Interfacial tension is measured for immiscible blends of poly(butadiene) (PBD) and poly-(dimethylsiloxane) (PDMS) as a function of molecular weight and end group type of the siloxane. Blends containing amine-terminated PDMS (PDMS-NH2) show reduction in interfacial tension by as much as 30% compared to blends containing methyl-terminated PDMS (PDMS-CH3). Interfacial tensions for blends of PBD against mixtures of PDMS-CH3 and PDMS-NH2 are linearly dependent on the amine content, indicating an absence of any significant surfactant effect for the lower interfacial energy aminated component. The interfacial tension reduction observed for the amine-terminated systems is therefore attributed to changes in the bulk interactions resulting from end group substitution. These changes are qualitatively explained through binary interaction theory by considering the PDMS as a copolymer of chain backbone and end group units.

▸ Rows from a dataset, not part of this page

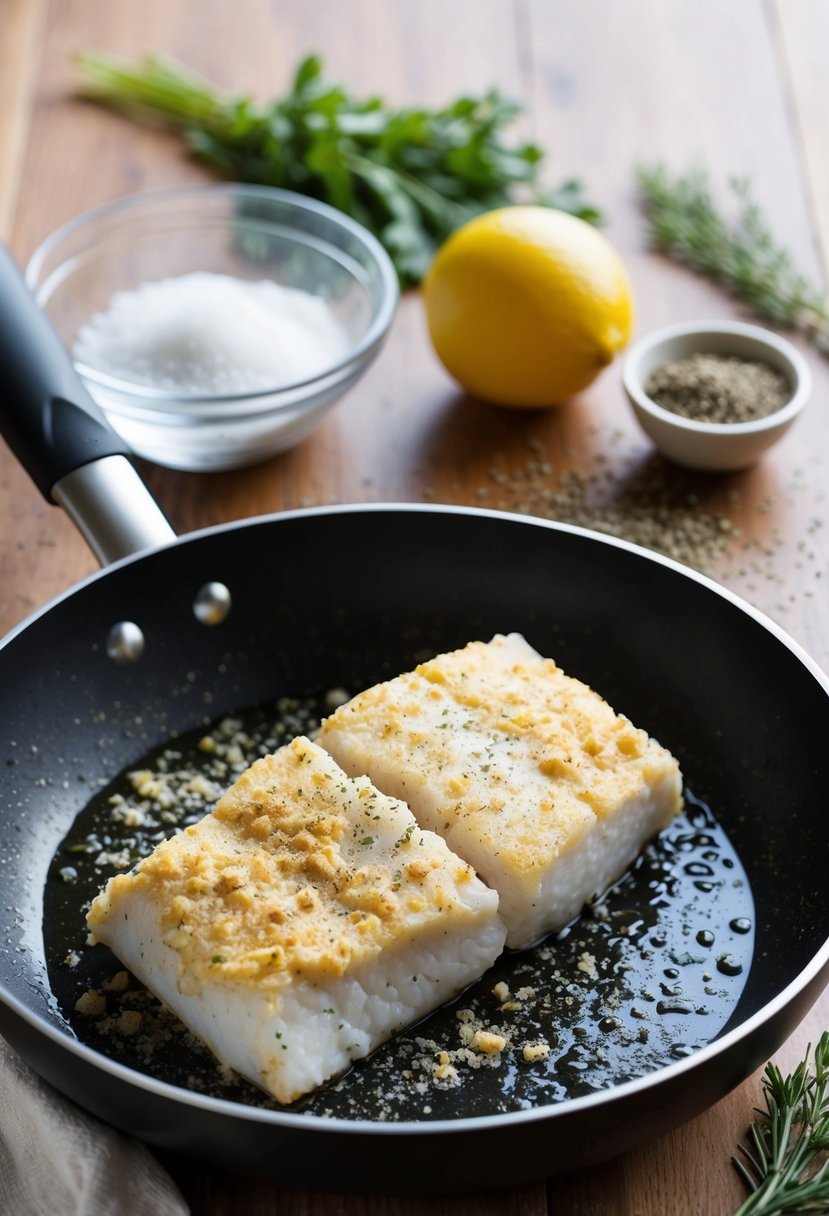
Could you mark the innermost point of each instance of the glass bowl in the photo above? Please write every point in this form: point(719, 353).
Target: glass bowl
point(248, 232)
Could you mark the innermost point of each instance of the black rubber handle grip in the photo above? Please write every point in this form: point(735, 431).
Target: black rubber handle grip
point(46, 415)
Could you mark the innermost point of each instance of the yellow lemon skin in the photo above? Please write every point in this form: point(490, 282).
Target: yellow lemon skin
point(525, 305)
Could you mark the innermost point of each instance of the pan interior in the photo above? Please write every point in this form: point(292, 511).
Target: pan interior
point(650, 973)
point(356, 595)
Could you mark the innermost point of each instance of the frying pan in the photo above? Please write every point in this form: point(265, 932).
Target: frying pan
point(347, 596)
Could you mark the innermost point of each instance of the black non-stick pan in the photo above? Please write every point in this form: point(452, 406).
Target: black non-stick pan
point(665, 995)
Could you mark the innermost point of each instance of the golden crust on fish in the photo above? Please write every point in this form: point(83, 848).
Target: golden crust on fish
point(308, 908)
point(526, 772)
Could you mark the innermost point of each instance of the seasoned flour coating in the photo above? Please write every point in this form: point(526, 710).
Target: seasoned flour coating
point(526, 773)
point(300, 923)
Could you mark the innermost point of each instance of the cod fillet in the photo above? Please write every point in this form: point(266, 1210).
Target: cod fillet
point(525, 772)
point(305, 919)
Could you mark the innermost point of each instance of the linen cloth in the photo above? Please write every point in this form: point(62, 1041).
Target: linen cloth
point(55, 1160)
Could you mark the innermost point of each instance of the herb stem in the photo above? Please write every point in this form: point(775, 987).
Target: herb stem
point(411, 175)
point(738, 252)
point(784, 1170)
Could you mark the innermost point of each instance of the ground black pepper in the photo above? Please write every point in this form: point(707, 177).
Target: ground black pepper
point(718, 388)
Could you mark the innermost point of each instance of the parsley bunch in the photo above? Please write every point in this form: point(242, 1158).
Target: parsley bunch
point(410, 175)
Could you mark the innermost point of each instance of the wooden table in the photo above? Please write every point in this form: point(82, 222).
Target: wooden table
point(738, 86)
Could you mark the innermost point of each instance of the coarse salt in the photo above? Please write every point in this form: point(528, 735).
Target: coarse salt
point(213, 335)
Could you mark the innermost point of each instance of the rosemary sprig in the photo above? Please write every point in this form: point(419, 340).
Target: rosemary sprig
point(785, 1164)
point(740, 253)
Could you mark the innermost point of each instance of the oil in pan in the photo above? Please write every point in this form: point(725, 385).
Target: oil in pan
point(649, 973)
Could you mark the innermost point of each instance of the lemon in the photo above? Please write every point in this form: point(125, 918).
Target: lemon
point(525, 305)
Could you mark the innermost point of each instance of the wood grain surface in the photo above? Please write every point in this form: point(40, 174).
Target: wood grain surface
point(739, 88)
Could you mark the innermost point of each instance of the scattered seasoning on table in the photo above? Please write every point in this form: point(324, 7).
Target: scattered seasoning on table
point(718, 388)
point(654, 506)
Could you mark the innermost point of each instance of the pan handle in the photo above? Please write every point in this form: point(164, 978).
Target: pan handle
point(61, 437)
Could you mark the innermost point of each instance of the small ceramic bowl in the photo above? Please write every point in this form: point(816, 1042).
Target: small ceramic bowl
point(248, 232)
point(714, 445)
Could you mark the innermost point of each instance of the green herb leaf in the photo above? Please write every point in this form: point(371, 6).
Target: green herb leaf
point(411, 175)
point(785, 1165)
point(739, 252)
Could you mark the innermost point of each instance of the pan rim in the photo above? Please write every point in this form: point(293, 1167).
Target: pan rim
point(322, 1125)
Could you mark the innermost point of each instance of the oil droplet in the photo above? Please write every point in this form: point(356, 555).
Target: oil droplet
point(683, 1007)
point(729, 966)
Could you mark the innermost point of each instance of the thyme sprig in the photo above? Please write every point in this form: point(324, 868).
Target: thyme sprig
point(739, 252)
point(785, 1164)
point(410, 174)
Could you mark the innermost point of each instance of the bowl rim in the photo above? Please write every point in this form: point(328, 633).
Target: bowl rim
point(799, 370)
point(136, 200)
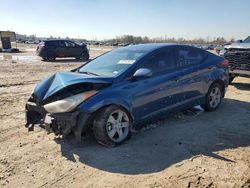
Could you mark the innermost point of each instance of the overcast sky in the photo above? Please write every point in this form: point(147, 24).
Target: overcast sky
point(103, 19)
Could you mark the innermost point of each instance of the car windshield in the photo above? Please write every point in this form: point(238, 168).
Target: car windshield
point(247, 40)
point(112, 63)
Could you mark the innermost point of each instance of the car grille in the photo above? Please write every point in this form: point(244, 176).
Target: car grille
point(238, 58)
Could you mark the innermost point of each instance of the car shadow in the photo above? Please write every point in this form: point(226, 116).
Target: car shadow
point(170, 141)
point(70, 60)
point(241, 86)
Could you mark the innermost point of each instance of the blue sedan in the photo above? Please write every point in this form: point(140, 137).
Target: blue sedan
point(125, 88)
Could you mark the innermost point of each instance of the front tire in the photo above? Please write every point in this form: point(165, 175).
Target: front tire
point(112, 126)
point(214, 97)
point(231, 78)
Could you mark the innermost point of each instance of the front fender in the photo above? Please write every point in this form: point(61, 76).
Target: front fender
point(105, 99)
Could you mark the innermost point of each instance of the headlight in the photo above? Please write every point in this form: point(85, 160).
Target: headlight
point(68, 104)
point(222, 52)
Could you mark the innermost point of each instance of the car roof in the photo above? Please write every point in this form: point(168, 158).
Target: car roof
point(151, 46)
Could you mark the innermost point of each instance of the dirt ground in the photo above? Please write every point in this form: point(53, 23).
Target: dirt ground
point(183, 150)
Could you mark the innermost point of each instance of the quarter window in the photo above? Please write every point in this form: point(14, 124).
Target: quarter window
point(69, 44)
point(186, 57)
point(161, 62)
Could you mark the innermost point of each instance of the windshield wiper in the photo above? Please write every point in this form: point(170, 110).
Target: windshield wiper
point(89, 73)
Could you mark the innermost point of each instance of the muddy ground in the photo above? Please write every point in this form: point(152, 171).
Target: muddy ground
point(183, 150)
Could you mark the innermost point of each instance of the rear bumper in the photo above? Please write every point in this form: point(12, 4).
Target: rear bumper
point(238, 72)
point(61, 124)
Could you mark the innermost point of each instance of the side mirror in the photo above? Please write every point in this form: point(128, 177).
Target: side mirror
point(142, 73)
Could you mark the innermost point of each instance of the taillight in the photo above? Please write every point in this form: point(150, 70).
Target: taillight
point(225, 63)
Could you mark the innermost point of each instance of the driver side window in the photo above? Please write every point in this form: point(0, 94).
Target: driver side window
point(161, 62)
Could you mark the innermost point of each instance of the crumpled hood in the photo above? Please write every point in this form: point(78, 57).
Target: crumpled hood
point(238, 45)
point(61, 80)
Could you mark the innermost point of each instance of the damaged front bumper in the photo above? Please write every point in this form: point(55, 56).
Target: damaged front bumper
point(60, 123)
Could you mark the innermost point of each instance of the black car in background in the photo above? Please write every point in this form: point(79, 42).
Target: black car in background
point(49, 50)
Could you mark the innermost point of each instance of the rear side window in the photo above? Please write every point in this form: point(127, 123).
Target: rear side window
point(161, 62)
point(189, 56)
point(69, 44)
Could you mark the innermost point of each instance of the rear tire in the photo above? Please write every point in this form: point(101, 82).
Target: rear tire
point(111, 126)
point(213, 97)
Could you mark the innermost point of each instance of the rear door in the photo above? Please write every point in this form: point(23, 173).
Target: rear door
point(160, 92)
point(61, 50)
point(190, 60)
point(71, 49)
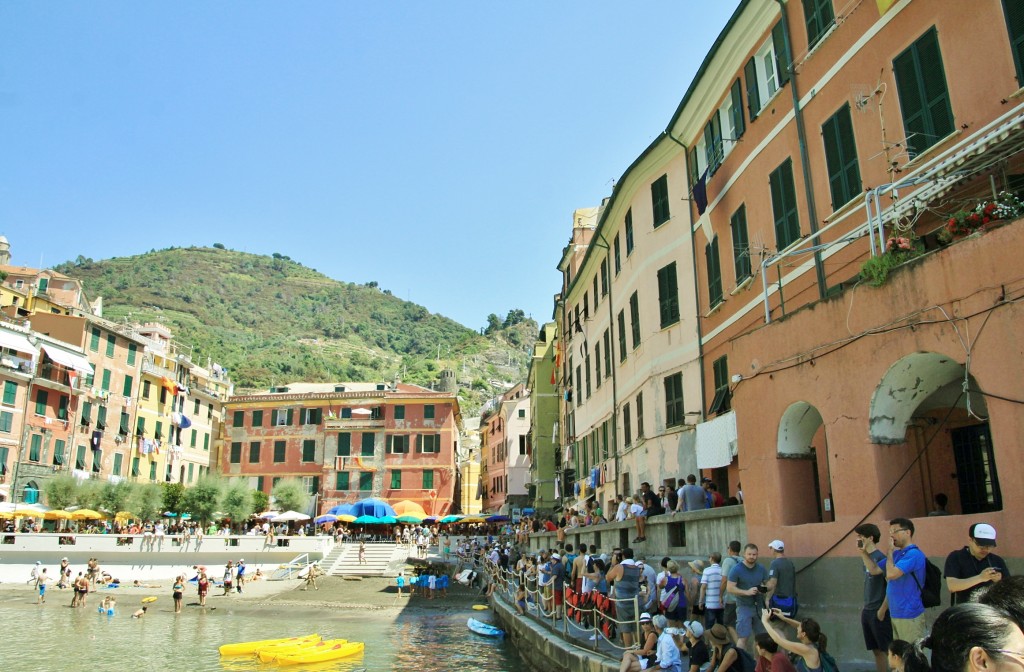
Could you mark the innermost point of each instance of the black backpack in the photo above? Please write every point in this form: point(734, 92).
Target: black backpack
point(931, 592)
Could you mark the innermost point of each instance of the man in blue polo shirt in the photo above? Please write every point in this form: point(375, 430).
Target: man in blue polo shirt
point(904, 569)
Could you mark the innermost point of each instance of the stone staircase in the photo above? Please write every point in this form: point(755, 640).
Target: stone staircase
point(382, 559)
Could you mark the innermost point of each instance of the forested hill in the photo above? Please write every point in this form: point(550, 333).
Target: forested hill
point(273, 321)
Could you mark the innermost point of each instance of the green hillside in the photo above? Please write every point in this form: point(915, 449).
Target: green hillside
point(273, 321)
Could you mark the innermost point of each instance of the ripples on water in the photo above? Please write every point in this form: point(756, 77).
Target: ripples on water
point(55, 637)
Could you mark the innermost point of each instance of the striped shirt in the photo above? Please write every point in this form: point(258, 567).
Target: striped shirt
point(712, 578)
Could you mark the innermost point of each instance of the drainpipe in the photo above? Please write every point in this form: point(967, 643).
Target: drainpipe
point(812, 214)
point(696, 293)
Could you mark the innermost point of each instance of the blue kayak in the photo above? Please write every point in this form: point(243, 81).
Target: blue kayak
point(485, 629)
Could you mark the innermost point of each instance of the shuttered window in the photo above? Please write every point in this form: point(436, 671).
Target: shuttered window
point(841, 158)
point(924, 97)
point(783, 205)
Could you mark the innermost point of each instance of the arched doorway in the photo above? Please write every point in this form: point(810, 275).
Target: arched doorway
point(929, 403)
point(803, 448)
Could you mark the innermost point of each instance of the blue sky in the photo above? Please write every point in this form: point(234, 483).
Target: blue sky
point(436, 148)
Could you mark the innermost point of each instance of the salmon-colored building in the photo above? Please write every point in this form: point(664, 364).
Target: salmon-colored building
point(347, 442)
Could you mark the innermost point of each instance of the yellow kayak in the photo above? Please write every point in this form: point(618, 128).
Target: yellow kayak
point(269, 654)
point(322, 654)
point(249, 647)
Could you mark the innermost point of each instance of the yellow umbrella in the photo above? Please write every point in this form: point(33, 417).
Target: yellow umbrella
point(86, 514)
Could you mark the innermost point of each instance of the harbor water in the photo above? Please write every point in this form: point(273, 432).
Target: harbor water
point(56, 637)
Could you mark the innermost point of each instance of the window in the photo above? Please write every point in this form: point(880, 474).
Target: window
point(924, 98)
point(819, 17)
point(841, 158)
point(659, 200)
point(622, 335)
point(341, 480)
point(740, 245)
point(635, 319)
point(344, 444)
point(9, 392)
point(714, 274)
point(627, 425)
point(674, 400)
point(668, 295)
point(722, 395)
point(639, 416)
point(783, 205)
point(397, 444)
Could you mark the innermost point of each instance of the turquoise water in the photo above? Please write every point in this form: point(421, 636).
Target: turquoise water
point(56, 637)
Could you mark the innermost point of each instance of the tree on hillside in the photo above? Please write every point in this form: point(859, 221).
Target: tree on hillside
point(291, 495)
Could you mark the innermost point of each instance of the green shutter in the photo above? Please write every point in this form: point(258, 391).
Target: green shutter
point(753, 96)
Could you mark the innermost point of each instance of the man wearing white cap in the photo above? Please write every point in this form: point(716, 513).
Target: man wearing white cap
point(975, 567)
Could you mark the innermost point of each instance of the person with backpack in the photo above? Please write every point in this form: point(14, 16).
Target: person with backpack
point(904, 569)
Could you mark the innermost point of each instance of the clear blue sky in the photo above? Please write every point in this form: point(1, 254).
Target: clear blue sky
point(436, 148)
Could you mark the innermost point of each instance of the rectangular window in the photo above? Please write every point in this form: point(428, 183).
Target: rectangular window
point(715, 295)
point(740, 245)
point(341, 480)
point(640, 415)
point(668, 295)
point(635, 319)
point(783, 205)
point(659, 200)
point(924, 98)
point(841, 158)
point(9, 392)
point(629, 232)
point(674, 400)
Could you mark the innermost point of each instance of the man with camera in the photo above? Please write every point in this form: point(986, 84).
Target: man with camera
point(747, 583)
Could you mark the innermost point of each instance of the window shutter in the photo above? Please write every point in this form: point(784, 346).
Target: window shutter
point(738, 126)
point(781, 53)
point(753, 97)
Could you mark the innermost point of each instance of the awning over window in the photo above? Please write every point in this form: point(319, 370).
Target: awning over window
point(70, 360)
point(717, 442)
point(16, 342)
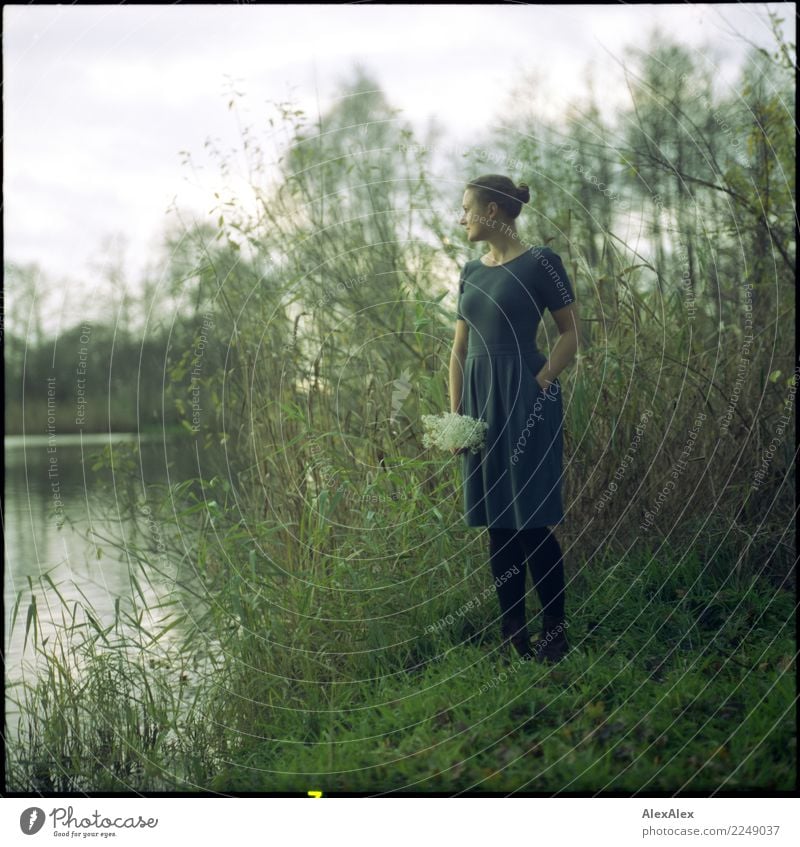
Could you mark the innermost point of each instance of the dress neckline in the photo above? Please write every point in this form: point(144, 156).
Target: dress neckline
point(523, 253)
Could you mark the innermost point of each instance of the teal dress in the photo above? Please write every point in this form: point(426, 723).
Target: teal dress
point(515, 481)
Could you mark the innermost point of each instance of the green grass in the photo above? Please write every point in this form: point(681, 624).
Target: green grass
point(307, 671)
point(643, 702)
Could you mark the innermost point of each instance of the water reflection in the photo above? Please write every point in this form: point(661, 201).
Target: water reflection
point(53, 497)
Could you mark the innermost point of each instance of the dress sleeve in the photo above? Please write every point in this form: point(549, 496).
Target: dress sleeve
point(459, 313)
point(556, 286)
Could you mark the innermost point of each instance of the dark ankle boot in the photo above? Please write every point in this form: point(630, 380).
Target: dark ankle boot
point(553, 645)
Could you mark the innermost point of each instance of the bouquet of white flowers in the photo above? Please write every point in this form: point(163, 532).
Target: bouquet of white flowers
point(451, 430)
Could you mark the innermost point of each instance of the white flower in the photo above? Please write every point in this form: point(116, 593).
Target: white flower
point(451, 430)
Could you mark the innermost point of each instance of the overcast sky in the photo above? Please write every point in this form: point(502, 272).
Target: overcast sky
point(99, 100)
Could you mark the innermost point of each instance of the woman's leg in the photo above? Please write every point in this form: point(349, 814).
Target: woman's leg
point(506, 555)
point(546, 562)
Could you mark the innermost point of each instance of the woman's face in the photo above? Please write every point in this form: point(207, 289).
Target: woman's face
point(476, 221)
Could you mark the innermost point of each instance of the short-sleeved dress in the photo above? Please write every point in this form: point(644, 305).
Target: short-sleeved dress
point(515, 481)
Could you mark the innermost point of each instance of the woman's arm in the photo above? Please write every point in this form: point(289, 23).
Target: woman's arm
point(457, 356)
point(566, 345)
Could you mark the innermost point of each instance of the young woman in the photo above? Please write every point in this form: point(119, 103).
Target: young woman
point(497, 374)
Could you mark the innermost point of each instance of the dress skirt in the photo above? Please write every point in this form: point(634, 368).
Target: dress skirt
point(515, 481)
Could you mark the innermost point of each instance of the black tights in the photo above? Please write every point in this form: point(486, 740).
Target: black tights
point(508, 550)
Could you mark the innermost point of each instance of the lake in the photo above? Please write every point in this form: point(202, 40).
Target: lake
point(52, 499)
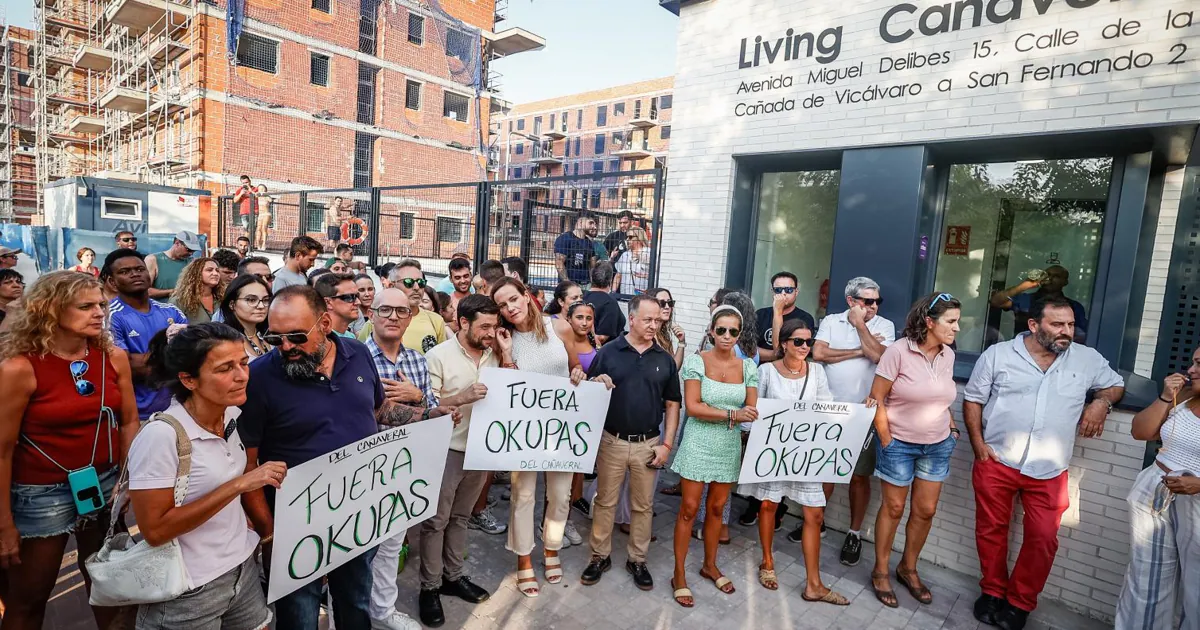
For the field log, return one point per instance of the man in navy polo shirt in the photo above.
(311, 395)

Interfacial tensions for blends of fixed molecular weight PBD against high molecular weight PDMS (both methyl and amine terminated) are found to follow the relationship: gamma = gamma0 - k/M(n), where M(n) is the number-average molecular weight of the PDMS and gamma0 is a parameter related to the interfacial tension for infinite molecular weight PDMS, which is independent of end group type, while k is a parameter that is found to depend strongly on the end group type, but is a constant for a particular end group. The observed experimental scaling behavior compares favorably with quantitative theoretical predictions proposed by Anastasiadis, Gancarz, and Koberstein, and by Broseta, Fredrickson, Helfand, and Leibler.